I am reading the book of Massey of Algebraic topology, and I am having trouble to understand this construction.
Let $ S = \left\{ x_i : i\in I \right\}$. For each index $i$, let $S_i$ denote the subset ${x_i}$, and let $F_i$ be an infinite cyclic group $F_i = \{x_i^n : n \in \mathbb{Z}\}$. Let $\phi_i : S_i \to F_i$ denote the inclusion map, $\phi_i(x_i) = x_i^1$. I proved that $F_i$ is a free abelian group on the set $S_i$.
I constructed a homomorphism $f: F_i \to A $ where $A$ is any abelian group and take any function $\psi : S \to A$, with the following rule: $\psi(x_i)^1 = f(x_i^1)$.
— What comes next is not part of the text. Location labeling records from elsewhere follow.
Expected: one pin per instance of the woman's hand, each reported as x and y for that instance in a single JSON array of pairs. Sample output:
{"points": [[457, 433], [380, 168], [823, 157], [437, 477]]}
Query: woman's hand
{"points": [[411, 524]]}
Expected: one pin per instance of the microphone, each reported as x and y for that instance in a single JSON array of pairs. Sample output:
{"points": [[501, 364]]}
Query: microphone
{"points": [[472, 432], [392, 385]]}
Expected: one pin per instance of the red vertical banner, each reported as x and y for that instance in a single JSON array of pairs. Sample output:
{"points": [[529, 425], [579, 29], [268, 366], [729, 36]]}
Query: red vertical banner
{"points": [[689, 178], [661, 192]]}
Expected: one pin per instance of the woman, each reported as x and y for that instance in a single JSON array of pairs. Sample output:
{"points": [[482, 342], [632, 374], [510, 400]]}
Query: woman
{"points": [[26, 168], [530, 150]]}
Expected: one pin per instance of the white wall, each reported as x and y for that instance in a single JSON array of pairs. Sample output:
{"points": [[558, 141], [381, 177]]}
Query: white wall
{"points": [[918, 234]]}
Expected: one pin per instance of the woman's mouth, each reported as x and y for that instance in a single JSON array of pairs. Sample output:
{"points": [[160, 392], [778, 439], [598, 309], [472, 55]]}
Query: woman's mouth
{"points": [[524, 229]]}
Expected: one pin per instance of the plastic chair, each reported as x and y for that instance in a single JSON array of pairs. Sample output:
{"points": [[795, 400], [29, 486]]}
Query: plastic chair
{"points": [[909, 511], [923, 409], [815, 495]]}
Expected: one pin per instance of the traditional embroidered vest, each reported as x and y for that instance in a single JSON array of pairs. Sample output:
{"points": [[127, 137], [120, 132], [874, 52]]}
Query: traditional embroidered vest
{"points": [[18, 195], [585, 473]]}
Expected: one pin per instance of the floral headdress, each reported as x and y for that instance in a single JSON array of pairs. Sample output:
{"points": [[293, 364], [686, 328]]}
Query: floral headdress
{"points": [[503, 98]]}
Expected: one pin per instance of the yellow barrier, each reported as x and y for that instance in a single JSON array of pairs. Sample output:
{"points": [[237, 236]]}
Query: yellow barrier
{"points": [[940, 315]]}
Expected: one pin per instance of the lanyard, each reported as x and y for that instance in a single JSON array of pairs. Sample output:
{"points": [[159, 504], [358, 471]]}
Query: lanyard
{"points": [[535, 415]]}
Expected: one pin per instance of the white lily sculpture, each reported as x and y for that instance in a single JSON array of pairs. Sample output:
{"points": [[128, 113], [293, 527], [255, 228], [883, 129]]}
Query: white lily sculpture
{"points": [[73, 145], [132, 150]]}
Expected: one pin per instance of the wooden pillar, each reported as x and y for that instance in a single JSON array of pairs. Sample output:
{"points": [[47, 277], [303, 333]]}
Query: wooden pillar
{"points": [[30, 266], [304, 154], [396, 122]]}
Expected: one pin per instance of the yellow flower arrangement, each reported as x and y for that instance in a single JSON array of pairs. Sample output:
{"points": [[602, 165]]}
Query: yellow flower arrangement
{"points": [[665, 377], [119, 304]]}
Thus, a free abelian group on any set $S$ is a wrak product of a collection of infinite cyclic groups. Because $F$ is tge weak product of the $F_i$, any element $g \in F$ is, for any $i$, the ith component $g_i = x_i^n$ where each $n_i \in \mathbb{Z}$ and $n_i = 0$ for all but finite number of indices $i$. Moreover, $\phi$ is defined by the following rule: $$ (\phi(x_i))(j) = \left\{ \begin{array}{ll} x_i^1 & \textrm{if $i=j$}\\ x_i^0 & \textrm{if $i\neq j$}\\ \end{array} \right. $$ $\phi$ is a one-to-one map, if we wish, we can identify each $x_i \in S$ with its image $\phi(x_i) \in F$. The $S$ becomes a subset of $F$, and it is clear thar we cab express each element $g\neq 1$ of $F$ uniquely in the following form: $g= x_{i_1}^{n_1} x_{i_2}^{n_2} \cdots x_{i_k}^{n_k} $ .
Question 1 : why we can identify $x_i \in S$ with it's image $\phi(x_i)$ of the function $\phi: S\to F$. I think that it is true because the map $\phi_i :S_i \to F_i$ is the inclusion map, $\phi_i (x_i) = x_i^1$. But why it's true for the extension of $\phi_i$?
Question 2: If it's done, $S$ become a subset of $F$, and it is not clear for me that we can express each element $g≠ 1$ of $F$ uniquely in the form : $g= x_{i_1}^{n_1} x_{i_2}^{n_2} \cdots x_{i_k}^{n_k} $.